Böylesine bir mücadele ve Zaferle ancak kıvanç duyulur!

Bugün İzmir'in düşman işgalinden kurtuluşunun 100.yıldönümü Aynı zamanda 26 Ağustos'ta başlayan Büyük Taarruz'un taçlandığı anlamlı gün. İzmir'in kurtuluşu, büyük bir kahramanlık ve karşı duruşun yanı sıra kararlı ve güçlü bir stratejiyle neticelenmiştir. Öyle ki işgalciler Türk ordusunun ilerlemesini durdurmak için İstanbul'dan kimi hamlelerde bulunmuşlardır.

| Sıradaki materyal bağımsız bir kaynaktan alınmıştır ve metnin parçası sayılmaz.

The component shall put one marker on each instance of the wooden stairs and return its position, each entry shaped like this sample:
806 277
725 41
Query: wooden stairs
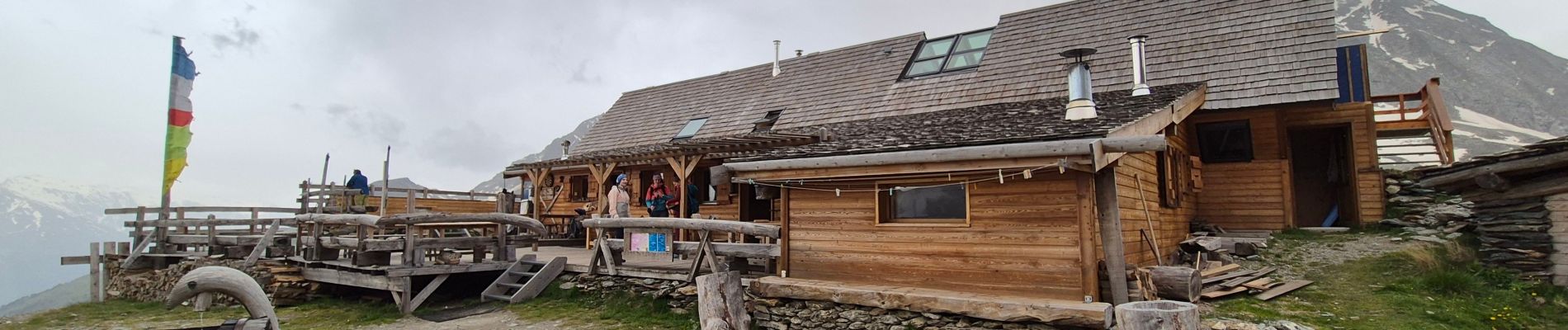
524 280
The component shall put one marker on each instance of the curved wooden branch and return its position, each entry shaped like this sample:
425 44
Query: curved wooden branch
224 280
684 224
449 218
339 219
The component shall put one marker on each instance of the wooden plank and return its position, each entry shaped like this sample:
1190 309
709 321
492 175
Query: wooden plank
1219 271
1283 290
411 305
1109 216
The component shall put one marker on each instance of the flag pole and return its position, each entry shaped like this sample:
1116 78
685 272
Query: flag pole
163 204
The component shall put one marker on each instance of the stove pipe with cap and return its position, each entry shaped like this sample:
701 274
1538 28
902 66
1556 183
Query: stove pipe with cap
1081 88
1139 87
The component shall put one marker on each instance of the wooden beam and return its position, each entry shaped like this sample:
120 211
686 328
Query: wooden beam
1109 216
1052 312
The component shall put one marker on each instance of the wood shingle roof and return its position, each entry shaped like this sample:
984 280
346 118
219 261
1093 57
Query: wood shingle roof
1249 54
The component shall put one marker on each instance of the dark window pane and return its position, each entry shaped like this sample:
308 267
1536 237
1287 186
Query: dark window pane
1225 141
933 49
974 41
928 66
690 129
938 202
965 59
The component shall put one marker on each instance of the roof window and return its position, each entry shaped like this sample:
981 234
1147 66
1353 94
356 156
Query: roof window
690 129
949 54
766 124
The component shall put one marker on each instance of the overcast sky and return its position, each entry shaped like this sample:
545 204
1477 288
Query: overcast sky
456 88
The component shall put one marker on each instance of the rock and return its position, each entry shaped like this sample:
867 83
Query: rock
1396 223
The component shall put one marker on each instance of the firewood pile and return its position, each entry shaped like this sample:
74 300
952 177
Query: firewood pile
1205 268
284 284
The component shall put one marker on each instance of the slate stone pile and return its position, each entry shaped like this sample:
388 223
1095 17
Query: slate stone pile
1424 213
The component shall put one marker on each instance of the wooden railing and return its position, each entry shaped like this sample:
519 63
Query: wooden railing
1430 115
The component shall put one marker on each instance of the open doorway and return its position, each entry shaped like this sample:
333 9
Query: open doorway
1320 177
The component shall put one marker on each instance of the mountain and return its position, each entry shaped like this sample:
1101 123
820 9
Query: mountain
550 150
63 295
1503 91
45 219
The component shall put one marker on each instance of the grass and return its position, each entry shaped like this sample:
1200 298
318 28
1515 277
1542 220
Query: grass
1430 286
324 314
615 310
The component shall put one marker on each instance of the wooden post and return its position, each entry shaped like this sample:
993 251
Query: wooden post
720 302
94 262
1111 233
1159 314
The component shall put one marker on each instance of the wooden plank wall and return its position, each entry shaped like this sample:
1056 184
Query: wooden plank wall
1363 136
1170 224
1559 219
1023 239
437 205
1247 196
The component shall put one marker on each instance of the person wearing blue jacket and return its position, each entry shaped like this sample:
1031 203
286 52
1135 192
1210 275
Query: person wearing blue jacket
360 182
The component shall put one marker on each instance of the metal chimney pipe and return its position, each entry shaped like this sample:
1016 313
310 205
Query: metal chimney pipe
1139 85
1081 87
775 59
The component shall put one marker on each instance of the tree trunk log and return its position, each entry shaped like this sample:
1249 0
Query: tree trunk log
1159 314
1176 284
720 304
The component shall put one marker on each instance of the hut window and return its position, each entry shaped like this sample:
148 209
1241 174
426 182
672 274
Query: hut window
1225 141
579 188
933 205
949 54
690 129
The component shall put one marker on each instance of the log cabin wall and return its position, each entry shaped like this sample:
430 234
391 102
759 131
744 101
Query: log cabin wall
1247 195
1363 139
1023 239
1170 223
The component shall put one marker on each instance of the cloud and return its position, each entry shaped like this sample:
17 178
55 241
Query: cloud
579 75
239 38
375 125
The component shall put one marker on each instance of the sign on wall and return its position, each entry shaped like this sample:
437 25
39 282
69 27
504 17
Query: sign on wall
648 241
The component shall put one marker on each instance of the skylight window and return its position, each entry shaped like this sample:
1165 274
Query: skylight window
949 54
690 129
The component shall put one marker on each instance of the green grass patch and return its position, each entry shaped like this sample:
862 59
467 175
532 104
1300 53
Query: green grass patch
615 310
322 314
1423 288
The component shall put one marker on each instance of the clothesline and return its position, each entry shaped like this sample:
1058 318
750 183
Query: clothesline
1001 177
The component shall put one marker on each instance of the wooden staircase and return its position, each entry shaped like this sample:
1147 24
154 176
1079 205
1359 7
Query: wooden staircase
1423 130
524 280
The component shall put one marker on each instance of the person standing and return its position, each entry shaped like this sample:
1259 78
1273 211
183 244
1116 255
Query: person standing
658 197
360 182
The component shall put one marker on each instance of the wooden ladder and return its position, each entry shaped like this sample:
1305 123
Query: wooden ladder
524 280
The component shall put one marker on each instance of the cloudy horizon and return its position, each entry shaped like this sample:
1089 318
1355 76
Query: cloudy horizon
458 90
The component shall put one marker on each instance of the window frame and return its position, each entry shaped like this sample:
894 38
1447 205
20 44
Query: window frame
952 50
693 132
885 209
579 183
1209 155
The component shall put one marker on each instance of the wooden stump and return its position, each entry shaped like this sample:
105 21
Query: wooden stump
720 304
1159 314
1176 282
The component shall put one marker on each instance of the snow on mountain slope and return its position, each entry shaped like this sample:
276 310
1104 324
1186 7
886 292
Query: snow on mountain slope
45 219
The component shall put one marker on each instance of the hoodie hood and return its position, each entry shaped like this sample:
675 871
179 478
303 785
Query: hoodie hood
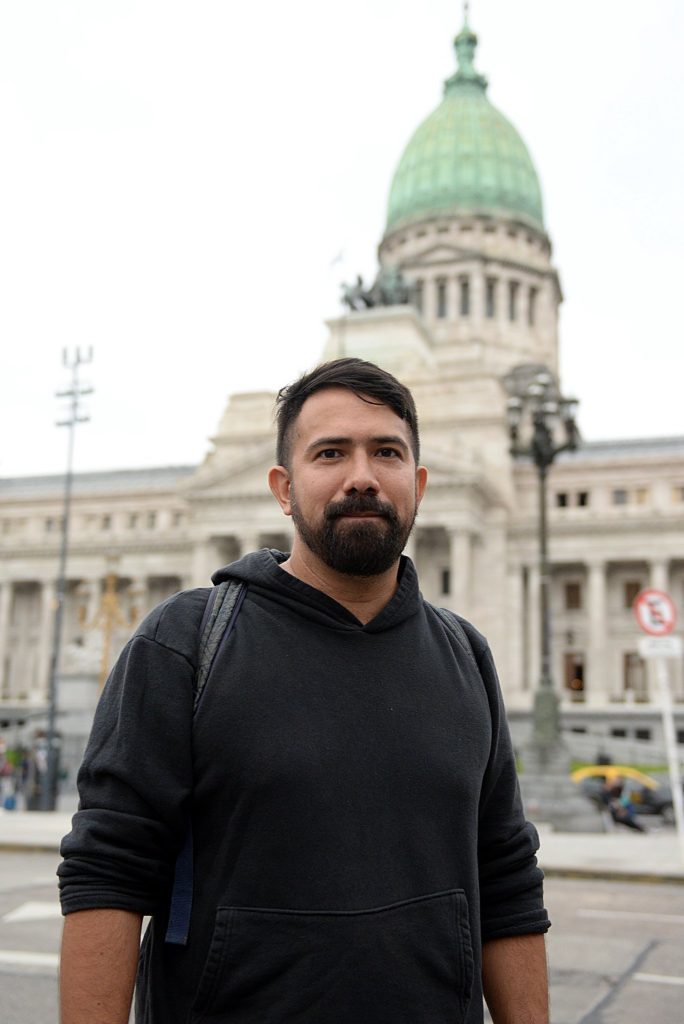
261 570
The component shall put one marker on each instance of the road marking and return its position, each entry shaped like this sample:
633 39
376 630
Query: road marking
34 910
22 957
659 979
671 919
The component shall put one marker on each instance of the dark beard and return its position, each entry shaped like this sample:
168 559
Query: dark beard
366 548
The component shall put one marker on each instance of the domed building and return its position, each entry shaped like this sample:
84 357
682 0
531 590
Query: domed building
478 298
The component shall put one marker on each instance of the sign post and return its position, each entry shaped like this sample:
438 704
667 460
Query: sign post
655 613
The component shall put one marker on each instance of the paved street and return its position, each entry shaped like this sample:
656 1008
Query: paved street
615 949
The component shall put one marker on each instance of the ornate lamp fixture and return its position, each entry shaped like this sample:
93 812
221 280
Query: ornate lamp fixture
541 424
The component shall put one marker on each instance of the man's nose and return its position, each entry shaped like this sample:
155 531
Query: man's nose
360 474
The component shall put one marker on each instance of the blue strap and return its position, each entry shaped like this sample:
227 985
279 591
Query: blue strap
222 607
181 896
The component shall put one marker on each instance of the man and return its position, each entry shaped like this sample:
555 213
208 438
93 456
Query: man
360 852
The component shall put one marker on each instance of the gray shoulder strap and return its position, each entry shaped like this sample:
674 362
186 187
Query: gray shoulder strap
225 600
456 629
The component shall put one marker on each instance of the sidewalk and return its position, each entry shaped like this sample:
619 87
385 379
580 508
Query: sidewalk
620 855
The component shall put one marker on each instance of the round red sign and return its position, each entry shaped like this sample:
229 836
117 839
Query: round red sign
655 612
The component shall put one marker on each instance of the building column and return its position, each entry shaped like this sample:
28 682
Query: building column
515 639
5 603
477 298
206 559
460 570
598 683
48 602
411 546
533 626
658 571
138 597
249 543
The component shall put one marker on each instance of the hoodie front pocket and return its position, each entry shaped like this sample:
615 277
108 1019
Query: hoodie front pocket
410 962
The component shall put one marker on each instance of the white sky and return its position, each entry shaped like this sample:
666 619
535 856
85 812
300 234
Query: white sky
177 178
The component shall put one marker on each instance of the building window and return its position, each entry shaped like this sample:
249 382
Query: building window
513 300
574 676
490 298
464 297
418 295
441 299
634 678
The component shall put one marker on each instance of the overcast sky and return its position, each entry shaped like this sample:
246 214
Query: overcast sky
184 185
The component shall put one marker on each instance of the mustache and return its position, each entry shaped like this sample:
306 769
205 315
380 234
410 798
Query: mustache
355 504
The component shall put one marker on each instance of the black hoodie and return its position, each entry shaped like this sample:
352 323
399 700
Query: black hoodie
358 830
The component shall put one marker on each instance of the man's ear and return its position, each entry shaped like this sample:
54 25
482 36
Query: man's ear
279 481
421 483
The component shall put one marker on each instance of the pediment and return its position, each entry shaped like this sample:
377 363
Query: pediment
228 475
234 479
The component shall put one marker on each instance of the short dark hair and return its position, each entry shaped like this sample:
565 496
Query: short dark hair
365 379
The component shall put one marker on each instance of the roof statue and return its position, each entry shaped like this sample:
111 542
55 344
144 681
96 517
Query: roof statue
389 289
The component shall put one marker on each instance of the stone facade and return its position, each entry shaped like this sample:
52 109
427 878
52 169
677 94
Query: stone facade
484 298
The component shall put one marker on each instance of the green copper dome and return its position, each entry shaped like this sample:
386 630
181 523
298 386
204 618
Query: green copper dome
466 157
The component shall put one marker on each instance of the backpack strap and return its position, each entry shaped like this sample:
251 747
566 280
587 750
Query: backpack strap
222 607
453 624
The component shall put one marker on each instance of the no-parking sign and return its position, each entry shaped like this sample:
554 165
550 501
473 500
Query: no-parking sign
655 612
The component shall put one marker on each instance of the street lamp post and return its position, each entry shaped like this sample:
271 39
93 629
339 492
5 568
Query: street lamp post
533 395
542 424
74 393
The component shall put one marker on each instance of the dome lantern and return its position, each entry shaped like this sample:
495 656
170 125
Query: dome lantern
466 158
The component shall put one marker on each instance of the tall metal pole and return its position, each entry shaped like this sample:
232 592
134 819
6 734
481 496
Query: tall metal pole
49 788
545 611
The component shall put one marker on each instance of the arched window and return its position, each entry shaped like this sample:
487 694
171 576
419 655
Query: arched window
441 298
464 296
513 300
418 295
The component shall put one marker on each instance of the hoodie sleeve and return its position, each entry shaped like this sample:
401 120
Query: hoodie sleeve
511 883
135 780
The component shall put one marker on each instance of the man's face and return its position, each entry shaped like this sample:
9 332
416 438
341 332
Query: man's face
352 486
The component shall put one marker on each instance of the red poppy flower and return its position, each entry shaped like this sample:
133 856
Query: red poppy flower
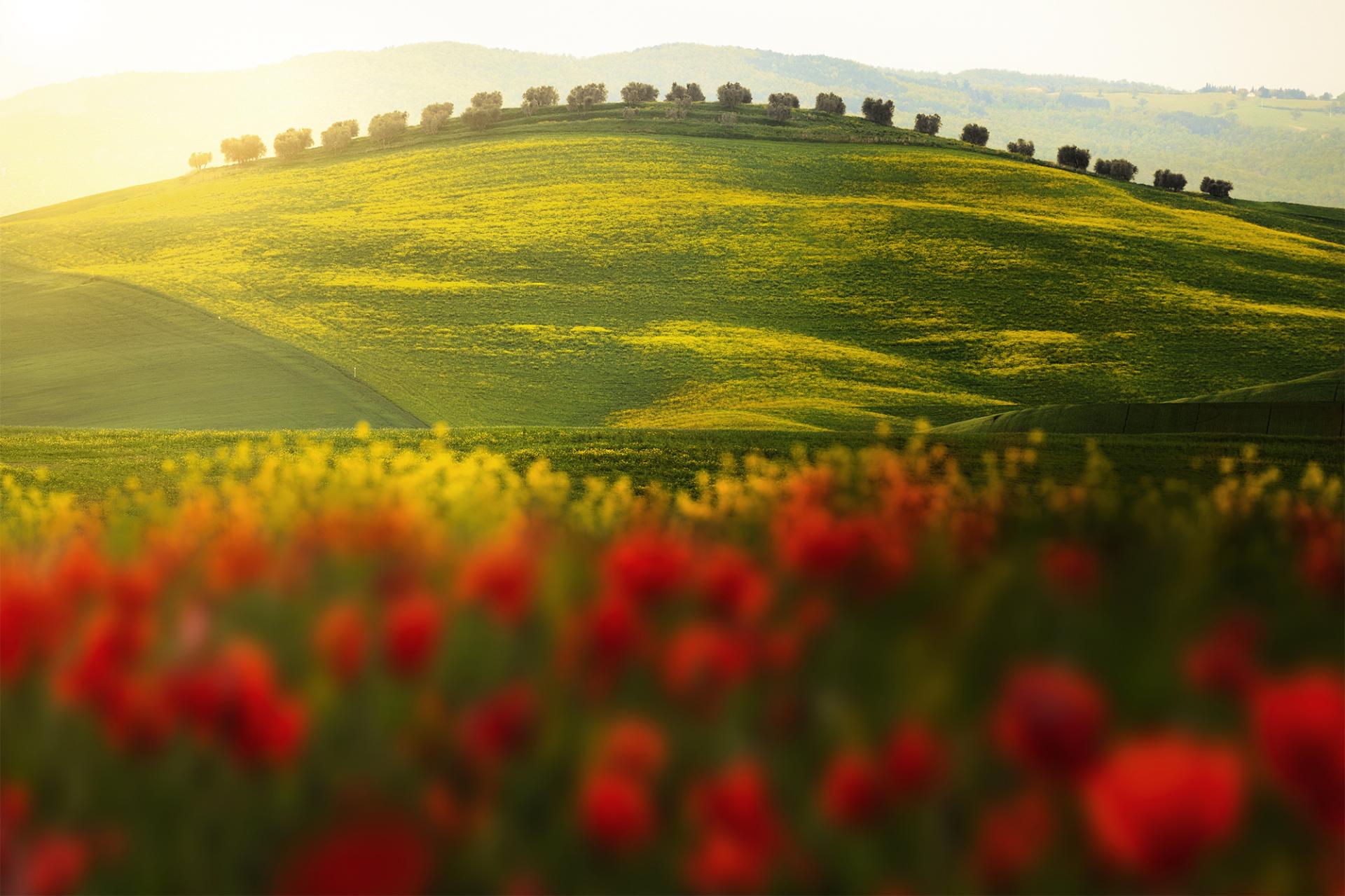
705 659
739 834
915 760
1071 568
1049 720
739 802
633 745
615 811
735 588
257 723
54 864
725 864
817 544
342 640
1156 805
853 792
609 633
411 633
1012 839
375 856
1299 728
647 565
504 577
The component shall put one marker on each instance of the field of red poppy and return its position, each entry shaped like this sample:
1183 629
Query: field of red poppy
392 670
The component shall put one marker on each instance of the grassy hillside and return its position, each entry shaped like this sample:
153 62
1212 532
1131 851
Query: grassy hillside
1304 406
150 123
1328 385
80 352
589 270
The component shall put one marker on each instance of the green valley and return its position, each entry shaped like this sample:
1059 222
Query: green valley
84 352
826 273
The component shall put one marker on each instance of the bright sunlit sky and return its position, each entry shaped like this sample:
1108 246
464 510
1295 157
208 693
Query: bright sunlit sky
1293 43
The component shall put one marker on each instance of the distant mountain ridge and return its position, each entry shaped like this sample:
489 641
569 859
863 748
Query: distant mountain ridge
140 127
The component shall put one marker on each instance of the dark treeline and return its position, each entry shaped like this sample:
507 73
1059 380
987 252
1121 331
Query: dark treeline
486 109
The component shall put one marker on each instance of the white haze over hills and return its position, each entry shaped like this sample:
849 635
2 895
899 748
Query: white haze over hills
62 142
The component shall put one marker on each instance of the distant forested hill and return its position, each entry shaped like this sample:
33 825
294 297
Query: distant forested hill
99 134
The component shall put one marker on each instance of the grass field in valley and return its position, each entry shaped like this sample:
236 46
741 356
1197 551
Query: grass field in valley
602 272
90 462
81 352
420 659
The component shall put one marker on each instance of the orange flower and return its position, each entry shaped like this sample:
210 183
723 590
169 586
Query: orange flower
647 565
504 577
733 587
704 661
1049 720
633 745
342 640
411 633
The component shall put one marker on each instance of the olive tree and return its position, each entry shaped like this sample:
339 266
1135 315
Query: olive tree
541 97
288 144
387 127
637 93
876 111
1072 156
245 149
586 96
1168 179
1117 169
830 104
338 136
928 124
733 95
485 109
780 105
435 116
975 135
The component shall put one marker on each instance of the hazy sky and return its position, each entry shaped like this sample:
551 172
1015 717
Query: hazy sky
1293 43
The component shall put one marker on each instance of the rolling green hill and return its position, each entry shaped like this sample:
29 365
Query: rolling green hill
587 270
1305 406
146 124
81 352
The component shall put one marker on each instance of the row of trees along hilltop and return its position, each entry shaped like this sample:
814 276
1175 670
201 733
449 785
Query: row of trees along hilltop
486 108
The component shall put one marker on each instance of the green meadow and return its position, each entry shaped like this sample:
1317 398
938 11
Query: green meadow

Büyük Nutuk'ta bu süreç şöyle anlatılmaktadır: 31 Ağustos 1922'e gelindiğinde ordular İzmir genel istikametinde ve diğer kısımlarıyla da Eskişehir ve kuzeyinde hareket ediyorlardı. Mustafa Kemal Paşa kendi ifadesiyle düşman ordusunun tamamen imha edileceğinden emin oldukları için vaziyeti mümkün olduğu kadar dünyadan gizlemek istiyordu. Bunlardan biri ordunun ilerlememe olduğu sırada 4 Eylül'de Rauf Bey aracılıyla İstanbul'dan gönderilen barış isteyen telgraftır. Mustafa Kemal Başkumandan olarak 5 Eylül'de cevabını yazar. Buna göre Yunan ordusu mağlup edilmiştir ve artık yeniden karşı koymasına ihtimal yoktur. Anadolu toprakları müzakereye açık değildir. Barış görüşmeleri sadece Trakya için söz konusu olabilir. Fakat Yunan hükümetinin doğrudan Büyük Millet Meclisi hükümetine ve 10 Eylül'e kadar başvurması gerekir. Bu tarihe kadar istemezlerse sonrasında aşağıda yazdığı maddeleri de kabul etmeyeceğini iletmiştir. O maddeler: 1. 15 gün içinde Trakya 1914 sınırlarına kadar kayıtsız şartsız Türkiye Büyük Millet Meclisi hükümetine teslime edilecek. 2. Yunanistan'daki esirlerimiz 15 gün içinde teslim olunacak. 3. Yunan ordusunun Anadolu'da yaptığı tahribatı tamir etmeyi şimdiden taahhüt etmeliler. Yine bu süreçte Mustafa Kemal Paşa'ya gelen bir telsiz telgrafta müzakere için yetkilendirilen İzmir'deki İtilaf devletleri konsolosları ile nerede ve ne zaman görüşebileceği sorulmuştu. Paşa'nın cevabı "9 Eylül 1922'de Nif'te" olmuştu! (Sonra adı Kemalpaşa olan ilçe) Mustafa Kemal gerçekten de dediği günde oradaydı ancak görüşme isteyenler orada değildi.